Margaret Mead - James Baldwin
Discussione sulla razza.
Sciogliere i nodi su storia, culture e razzismi
traduzione di Vincenzo Mantovani
Meltemi, 2022
Una sera di fine agosto del 1970, Margaret Mead, 68 anni,bianca e liberale, antropologa di fama mondiale e James Baldwin, 46 anni, nero e critico sociale, attivista, poeta e romanziere che vive in esilio in Francia, si siedono l’uno di fronte all’altra e insieme iniziano a registrare una conversazione sull'esperienza americana di razza e società. I due non si erano mai incontrati prima. Attorno a loro c’è un Paese che piange i suoi morti : l'attentato di Birmingham che ha ucciso quattro ragazze nere alla scuola domenicale, esattamente un mese dopo la famosa lettera di Martin Luther King sulla giustizia e la resistenza nonviolenta; la morte del Presidente J.F. Kennedy assassinato nel 1963; di Malcom X nel 1965 e di Martin Luther King nel 1968. Vittime sacrificali che hanno sognato una società giusta ed egualitaria.

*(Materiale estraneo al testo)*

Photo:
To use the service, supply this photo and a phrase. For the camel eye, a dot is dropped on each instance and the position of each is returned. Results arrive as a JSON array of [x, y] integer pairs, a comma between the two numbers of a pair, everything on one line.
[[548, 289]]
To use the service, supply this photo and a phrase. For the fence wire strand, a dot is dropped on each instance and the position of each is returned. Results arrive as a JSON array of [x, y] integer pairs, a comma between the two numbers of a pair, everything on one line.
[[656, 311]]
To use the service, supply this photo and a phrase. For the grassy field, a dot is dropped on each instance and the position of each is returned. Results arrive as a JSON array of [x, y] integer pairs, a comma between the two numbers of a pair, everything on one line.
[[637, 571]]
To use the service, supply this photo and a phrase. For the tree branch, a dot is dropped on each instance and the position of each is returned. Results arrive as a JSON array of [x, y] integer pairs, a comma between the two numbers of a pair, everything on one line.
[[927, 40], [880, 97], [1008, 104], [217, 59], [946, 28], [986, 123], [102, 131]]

La loro conversazione, svoltasi in tre lunghe sessioni nell'arco di due lunghi giorni e registrata su nastro, venne trascritta e pubblicata col titolo ‘A Rap on Race’, un testo di una lunga e approfondita analisi che segue un andamento musicale: dall’adagio al mosso e al movimentato per arrivare allo scontro serrato e intenso.
Ora, a distanza di più di 50 anni, la casa editrice Meltemi lo manda in libreria nella traduzione di Vincenzo Mantovani, con il titolo ‘Discussione sulla razza. Sciogliere i nodi su storia, culture e razzismi’, corredato da un importante inquadramento storico-antropologico di Stefano De Matteis. La discussione tocca tutti i temi della scottante attualità politica e culturale di quegli anni, dove protagonista assoluto è il dramma razziale e il suo riverbero sulla tormentata coscienza umana. Il tema del razzismo è però declinato e analizzato in tutte le sue sfumature, tanto da divenire un sistema interpretativo utile a leggere ogni forma di potere in cui si esercita il sopruso e la violenza sugli altri: i bianchi sui neri, ma anche le società ricche su quelle povere, gli uomini sulle donne, i paesi avanzati su quelli arretrati.

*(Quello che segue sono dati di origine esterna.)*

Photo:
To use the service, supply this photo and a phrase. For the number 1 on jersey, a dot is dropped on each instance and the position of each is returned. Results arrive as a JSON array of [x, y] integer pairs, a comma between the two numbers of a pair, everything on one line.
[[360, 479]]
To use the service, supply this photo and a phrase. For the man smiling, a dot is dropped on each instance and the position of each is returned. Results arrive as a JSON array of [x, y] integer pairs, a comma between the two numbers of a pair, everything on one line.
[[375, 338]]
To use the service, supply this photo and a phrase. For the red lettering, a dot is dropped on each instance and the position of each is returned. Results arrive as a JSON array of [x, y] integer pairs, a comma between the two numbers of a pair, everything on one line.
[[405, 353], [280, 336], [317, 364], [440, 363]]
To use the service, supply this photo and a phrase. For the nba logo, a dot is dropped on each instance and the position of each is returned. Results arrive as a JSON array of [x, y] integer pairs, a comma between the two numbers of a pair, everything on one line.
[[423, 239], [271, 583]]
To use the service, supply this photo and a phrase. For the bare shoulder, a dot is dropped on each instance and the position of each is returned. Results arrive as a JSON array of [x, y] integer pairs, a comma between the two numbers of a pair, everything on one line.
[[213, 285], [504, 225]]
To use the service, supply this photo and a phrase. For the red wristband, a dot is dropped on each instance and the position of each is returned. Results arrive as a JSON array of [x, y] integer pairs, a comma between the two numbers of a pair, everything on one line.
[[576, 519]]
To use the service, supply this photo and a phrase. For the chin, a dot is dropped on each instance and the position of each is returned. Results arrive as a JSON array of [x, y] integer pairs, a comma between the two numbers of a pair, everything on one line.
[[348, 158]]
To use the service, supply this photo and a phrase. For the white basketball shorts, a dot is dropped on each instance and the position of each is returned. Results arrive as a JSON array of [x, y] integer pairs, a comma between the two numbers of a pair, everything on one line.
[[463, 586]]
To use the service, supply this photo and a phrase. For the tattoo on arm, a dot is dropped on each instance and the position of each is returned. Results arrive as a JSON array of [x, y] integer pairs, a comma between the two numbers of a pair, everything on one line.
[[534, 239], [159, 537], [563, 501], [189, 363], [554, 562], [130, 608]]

Inizialmente molto prudente e ondivago, il dialogo stenta a trovare il giusto codice comunicativo, ma poi fa emergere alcuni nodi importanti, che aiutano a capire non solo il contesto di quegli anni, ma anche la successiva evoluzione della questione «razziale» in America. Baldwin parla dal punto di vista del Black Power, insistendo sul fatto che il razzismo nella società e nella storia americana è tanto radicato che a superarlo non basta la fine delle discriminazioni formali. Nel confronto fra i due giganti, la problematica sociale, morale e politica americana viene messa a fuoco in modo inquietante e drammatico. Mentre ci immergiamo con loro nel flusso di parole, discussioni, a volte anche attriti, svolti con toni appassionati e accesi, la domanda che emerge è: dove risiede l’origine delle contraddizioni della società opulenta che assieme alla ricchezza ha prodotto e portato all’esasperazione con la violenza nei ghetti, la contestazione giovanile, il consumo della droga, l’inquinamento ambientale, la radicalizzazione della lotta politica?

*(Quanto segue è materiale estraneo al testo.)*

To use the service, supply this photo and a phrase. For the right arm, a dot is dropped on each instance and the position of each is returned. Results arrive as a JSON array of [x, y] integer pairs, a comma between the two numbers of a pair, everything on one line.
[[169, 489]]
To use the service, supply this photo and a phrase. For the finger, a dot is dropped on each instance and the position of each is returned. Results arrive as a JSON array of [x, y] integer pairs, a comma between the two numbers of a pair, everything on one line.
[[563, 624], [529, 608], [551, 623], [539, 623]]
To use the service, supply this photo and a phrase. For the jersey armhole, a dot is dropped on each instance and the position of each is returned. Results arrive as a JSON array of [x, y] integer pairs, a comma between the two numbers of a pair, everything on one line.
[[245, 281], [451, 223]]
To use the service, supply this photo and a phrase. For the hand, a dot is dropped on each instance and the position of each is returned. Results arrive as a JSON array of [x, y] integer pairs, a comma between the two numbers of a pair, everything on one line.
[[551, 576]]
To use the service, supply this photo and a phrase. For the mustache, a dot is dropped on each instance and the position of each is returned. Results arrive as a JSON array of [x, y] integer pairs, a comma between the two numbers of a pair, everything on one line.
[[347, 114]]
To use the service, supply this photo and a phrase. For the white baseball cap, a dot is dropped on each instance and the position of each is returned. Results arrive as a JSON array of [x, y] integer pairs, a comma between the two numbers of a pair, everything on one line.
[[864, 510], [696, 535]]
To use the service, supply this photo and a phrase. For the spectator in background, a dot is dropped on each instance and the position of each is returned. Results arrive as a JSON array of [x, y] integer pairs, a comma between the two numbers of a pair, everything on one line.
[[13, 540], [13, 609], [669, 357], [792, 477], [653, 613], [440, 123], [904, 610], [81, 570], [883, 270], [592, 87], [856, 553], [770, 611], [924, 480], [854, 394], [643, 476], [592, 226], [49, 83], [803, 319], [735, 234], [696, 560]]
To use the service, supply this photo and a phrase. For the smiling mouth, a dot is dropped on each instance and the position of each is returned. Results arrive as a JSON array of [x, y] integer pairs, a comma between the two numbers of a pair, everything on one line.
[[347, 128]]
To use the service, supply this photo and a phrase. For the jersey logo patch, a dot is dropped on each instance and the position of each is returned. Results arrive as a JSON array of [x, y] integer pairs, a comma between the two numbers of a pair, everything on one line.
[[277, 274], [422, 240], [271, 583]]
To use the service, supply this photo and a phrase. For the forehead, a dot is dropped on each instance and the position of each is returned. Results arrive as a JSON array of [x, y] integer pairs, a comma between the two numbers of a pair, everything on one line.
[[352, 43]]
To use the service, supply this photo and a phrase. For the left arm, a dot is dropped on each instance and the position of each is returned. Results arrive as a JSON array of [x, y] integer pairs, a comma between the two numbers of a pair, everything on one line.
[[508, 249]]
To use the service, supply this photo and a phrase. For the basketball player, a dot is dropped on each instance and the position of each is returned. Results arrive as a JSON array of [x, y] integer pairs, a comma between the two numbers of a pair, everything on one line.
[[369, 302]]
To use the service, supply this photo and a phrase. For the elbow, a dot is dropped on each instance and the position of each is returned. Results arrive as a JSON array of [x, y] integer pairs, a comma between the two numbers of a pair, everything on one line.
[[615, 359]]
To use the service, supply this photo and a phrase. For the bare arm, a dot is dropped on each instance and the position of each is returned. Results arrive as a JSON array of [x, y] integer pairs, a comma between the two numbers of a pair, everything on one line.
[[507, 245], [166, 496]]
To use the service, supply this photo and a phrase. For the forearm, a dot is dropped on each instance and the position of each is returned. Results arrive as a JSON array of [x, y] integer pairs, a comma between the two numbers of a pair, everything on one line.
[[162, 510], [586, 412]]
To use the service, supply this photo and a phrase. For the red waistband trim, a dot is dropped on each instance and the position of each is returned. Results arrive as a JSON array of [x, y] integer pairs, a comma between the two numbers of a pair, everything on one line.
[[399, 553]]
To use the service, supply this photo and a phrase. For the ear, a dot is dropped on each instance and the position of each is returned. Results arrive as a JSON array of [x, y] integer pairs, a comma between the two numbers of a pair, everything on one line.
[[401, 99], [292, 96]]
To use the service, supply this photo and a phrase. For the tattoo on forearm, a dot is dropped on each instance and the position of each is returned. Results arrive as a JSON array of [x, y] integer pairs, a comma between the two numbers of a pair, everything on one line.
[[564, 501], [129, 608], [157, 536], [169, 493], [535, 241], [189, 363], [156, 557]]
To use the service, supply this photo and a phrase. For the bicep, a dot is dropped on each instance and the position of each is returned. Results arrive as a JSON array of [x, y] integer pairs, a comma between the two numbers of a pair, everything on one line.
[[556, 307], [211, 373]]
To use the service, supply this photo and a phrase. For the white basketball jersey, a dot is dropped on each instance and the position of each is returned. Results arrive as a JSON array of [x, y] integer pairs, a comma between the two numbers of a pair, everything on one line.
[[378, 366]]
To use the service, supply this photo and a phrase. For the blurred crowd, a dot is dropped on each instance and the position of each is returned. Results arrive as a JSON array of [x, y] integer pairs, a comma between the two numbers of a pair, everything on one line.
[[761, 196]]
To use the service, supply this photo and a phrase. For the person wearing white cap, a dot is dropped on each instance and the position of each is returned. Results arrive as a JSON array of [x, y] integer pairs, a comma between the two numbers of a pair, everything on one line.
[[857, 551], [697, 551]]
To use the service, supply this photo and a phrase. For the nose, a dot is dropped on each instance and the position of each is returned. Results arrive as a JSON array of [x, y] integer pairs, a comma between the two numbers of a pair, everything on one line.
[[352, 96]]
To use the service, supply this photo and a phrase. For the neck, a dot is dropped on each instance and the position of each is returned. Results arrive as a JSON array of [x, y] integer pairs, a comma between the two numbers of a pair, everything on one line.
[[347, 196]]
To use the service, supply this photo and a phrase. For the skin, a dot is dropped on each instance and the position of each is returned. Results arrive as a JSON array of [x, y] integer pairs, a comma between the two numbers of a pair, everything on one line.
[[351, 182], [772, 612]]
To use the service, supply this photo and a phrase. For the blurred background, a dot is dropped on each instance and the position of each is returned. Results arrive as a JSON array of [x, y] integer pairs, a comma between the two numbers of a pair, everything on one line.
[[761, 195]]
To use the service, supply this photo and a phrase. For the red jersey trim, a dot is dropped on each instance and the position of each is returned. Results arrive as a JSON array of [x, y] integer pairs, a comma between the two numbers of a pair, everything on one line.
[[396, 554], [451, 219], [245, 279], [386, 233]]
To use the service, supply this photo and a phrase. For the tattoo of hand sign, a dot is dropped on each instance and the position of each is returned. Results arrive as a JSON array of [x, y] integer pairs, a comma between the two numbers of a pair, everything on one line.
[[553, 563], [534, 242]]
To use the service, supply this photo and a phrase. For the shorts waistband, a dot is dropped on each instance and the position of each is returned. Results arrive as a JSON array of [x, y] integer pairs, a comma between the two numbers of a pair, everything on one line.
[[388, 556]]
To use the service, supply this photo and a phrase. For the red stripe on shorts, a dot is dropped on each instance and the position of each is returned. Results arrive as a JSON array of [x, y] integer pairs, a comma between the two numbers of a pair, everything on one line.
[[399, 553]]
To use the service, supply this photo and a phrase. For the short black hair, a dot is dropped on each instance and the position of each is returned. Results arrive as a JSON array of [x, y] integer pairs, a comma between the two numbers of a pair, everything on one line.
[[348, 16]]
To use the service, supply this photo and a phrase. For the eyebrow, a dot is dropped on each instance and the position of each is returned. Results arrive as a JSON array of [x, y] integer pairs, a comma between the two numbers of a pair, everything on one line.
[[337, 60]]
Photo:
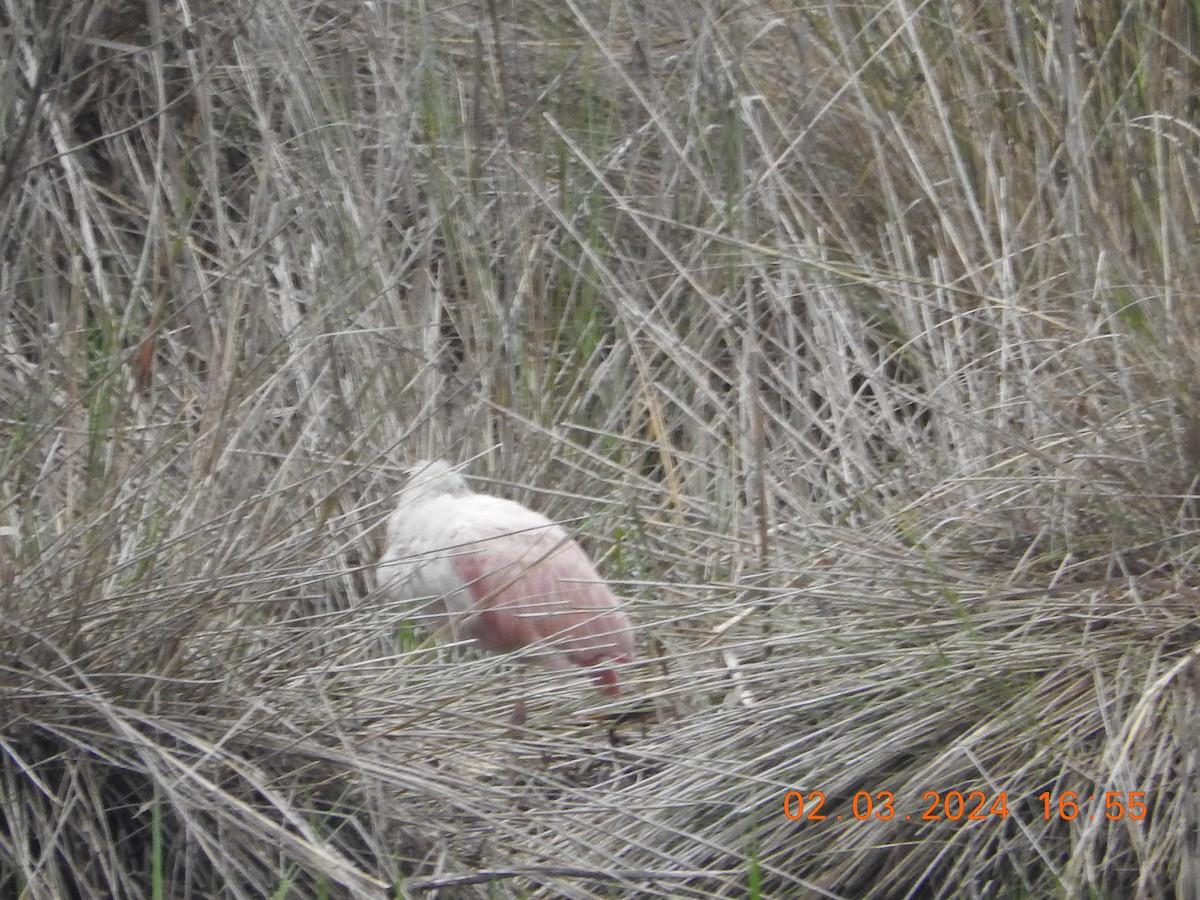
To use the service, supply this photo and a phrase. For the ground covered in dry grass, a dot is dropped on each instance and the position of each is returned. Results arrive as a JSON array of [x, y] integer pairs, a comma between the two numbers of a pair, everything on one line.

Identificato il malessere della società americana come un fatto di insicurezza, la Mead ne indica le cause in un logorio delle istituzioni, ormai vecchie di tre secoli, in un deteriorarsi di quello spirito di religiosità che animò i padri fondatori.
Per Baldwin invece, in bilico tra l’istanza evangelica di Martin Luther King e l’orgoglio intellettuale di un sostenitore dei movimenti civili afroamericani, occorre confrontarsi con il passato in vista di una lezione storica, dove per storia si intende l’azione immediata di un intervento risanatore.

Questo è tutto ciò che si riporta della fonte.